Handling of WMS server Errors and Timeouts in DIRAC TaskQueue Director

In order to successfully fill up the LCG computing resources with pilots for LHCb, with current peaks of over 25 K jobs per day, DIRAC TaskQueue Director Agent needs to sustain a submission rate of at least twice this number to allow for site and wms inefficiencies as well as to have some margin for increasing rates. This means a pilots submission rate over 1000 pilots per hour.

For an efficient Operation, this must be achieved and maintained without the need of human intervention to manually include and exclude servers.

To do so, the Director submits (and previously list-match if required, ie not for SAM jobs, with a configurable [currently=15 minutes] caching time) in parallel (python-) threads to a randomly selected WMS server out of a configurable list [currently=11 servers at all our Tier1 sites].

All configurable parameters are read on every iteration of the Director (from 1 to few minutes depending on the execution time of the threads) so they can be updated on real time.

Quite often we observed that due to bugs in the server and client gLite-wms implementation, these commands (glite-wms-job-submit/glite-wms-job-list-match) fail or, even worst, take unreasonable large time to complete with cases of complete blocking of the execution thread. According to our experience, in a limited number of cases these errors are due to configuration issues on the server side, while the vast majority of cases are due to different overloads on the server side that result in unpredictable behaviours, return codes, return messages,...

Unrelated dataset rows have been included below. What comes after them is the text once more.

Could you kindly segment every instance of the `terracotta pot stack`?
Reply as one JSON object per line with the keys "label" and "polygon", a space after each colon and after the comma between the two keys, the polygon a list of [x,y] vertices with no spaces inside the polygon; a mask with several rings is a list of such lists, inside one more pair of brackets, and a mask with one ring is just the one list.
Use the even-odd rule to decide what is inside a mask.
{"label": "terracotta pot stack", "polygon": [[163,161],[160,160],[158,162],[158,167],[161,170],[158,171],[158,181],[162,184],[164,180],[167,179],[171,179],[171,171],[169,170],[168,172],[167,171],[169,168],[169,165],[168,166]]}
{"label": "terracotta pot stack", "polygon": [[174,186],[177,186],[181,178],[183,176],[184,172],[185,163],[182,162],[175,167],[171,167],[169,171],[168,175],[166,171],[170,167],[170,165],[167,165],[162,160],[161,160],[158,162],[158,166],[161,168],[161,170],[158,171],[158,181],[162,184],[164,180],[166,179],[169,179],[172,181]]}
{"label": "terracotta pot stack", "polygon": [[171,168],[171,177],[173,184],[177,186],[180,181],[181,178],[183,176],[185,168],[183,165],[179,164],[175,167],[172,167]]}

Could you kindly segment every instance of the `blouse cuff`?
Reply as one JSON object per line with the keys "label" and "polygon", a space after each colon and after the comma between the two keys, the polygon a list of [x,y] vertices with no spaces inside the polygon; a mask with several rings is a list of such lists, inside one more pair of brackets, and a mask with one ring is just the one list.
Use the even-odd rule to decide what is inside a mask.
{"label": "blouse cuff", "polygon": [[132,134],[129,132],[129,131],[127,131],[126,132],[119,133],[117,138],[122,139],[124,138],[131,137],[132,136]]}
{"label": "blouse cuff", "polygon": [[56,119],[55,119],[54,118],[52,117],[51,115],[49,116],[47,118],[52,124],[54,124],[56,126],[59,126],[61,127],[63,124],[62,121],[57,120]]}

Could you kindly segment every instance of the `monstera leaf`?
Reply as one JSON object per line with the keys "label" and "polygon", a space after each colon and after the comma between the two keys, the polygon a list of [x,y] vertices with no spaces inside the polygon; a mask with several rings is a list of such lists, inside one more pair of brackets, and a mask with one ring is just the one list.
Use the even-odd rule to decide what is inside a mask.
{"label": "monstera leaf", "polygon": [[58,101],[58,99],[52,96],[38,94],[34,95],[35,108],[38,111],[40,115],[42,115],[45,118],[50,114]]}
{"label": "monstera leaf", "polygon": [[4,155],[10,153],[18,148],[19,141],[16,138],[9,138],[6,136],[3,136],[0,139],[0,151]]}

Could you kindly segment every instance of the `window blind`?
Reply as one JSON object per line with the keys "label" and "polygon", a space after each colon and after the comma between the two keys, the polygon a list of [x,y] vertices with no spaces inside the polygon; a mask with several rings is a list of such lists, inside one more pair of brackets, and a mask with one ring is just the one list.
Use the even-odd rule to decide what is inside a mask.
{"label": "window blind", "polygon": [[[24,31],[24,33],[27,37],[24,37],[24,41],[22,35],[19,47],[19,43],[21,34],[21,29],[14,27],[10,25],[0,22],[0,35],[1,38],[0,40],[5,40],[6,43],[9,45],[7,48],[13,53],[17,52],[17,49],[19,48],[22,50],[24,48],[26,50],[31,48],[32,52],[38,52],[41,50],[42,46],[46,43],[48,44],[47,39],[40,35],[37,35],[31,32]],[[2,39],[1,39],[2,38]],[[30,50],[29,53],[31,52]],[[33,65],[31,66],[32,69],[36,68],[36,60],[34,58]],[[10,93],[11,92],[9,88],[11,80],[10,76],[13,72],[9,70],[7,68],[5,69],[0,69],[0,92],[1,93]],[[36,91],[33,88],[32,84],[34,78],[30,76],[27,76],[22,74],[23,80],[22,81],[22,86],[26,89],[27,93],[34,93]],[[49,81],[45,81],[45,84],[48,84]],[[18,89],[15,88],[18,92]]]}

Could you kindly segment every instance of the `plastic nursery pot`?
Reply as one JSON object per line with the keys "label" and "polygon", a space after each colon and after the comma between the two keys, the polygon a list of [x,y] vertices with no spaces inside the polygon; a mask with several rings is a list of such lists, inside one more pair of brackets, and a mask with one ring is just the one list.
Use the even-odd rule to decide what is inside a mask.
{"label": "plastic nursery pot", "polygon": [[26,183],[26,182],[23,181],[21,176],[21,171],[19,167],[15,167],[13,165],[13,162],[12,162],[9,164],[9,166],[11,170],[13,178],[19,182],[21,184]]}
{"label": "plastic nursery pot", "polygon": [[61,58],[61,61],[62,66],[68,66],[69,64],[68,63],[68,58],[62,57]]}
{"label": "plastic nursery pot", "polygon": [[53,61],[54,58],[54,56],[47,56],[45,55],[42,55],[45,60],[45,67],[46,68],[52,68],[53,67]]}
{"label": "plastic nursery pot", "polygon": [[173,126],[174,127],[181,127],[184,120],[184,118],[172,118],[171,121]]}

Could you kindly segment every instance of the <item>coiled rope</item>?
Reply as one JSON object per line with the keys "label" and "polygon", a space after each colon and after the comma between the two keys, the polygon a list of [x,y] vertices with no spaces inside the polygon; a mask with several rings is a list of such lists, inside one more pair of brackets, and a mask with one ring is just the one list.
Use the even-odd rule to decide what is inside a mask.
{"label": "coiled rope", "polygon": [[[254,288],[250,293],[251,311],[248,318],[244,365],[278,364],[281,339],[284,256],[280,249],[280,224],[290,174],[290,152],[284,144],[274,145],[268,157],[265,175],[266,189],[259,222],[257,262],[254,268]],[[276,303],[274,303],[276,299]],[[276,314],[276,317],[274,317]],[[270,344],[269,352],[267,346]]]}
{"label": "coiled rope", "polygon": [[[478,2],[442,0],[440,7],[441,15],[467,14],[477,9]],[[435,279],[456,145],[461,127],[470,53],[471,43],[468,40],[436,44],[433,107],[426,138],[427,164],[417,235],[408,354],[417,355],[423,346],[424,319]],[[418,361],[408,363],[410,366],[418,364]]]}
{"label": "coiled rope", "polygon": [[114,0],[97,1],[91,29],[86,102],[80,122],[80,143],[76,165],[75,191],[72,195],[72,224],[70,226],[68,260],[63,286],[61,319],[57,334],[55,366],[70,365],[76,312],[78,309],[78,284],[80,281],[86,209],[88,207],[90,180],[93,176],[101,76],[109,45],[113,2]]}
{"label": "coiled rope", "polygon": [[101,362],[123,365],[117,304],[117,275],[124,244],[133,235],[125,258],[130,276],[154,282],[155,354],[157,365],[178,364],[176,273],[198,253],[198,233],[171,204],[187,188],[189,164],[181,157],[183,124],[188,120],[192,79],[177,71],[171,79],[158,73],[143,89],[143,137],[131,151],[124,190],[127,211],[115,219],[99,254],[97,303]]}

The director sets a maximum execution time for any of this commands of 120 seconds and kills the execution if this time is reached, retrieving all the information provided to stdout and stderr up to this moment.

Additionally two caches with configurable different expiration times [currently=1 hour] are created ( failingWMSCache, ticketsWMSCache) , their usage is detailed bellow.

When an error code is returned or a timeout is detected, the Director takes several configurable actions:

  • tries to exclude the affected server from the list considered in the current iteration, since several threads are running some other might have found the problem shortly before the error, or some might already have been directed to this server
  • if the server is included in the failingWMSCache, the error is ignored
  • the server is added to the failingWMSCache
  • an error message starts to be prepared with the command failing, the failure (Timeout or command Error), and the full stdout and stderr collected, and a errorAddress is set as destination.
  • if the server is in the ticketsWMSCache (means that failed once was already added to both the failingWMSCache, and the ticketsWMSCache; the failingWMSCache was cleared but the server failed again before the ticketsWMSCache expired) then the error message is converted into an alarm message by:
    • adding extra lines in the top of the message ("Submit GGUS Ticket for this error if not already opened It has been failing at least for %s hours", properly filled depending on the current configuration), and
    • the destination is changed to a configurable alarmAddress destination.
  • if the server is not in the ticketsWMSCache, it is added with an extended expiration with respect to the one used for failingWMSCache.
  • both error and alarm destinations are currently set to dirac.alarms at gmail.com, the account can be accessed via the usual lhcb password, but these are configurable values and can be disabled by setting them to a null string in the configuration.
  • if the destination is valid, the Notification system is used to send the message to the requested destination.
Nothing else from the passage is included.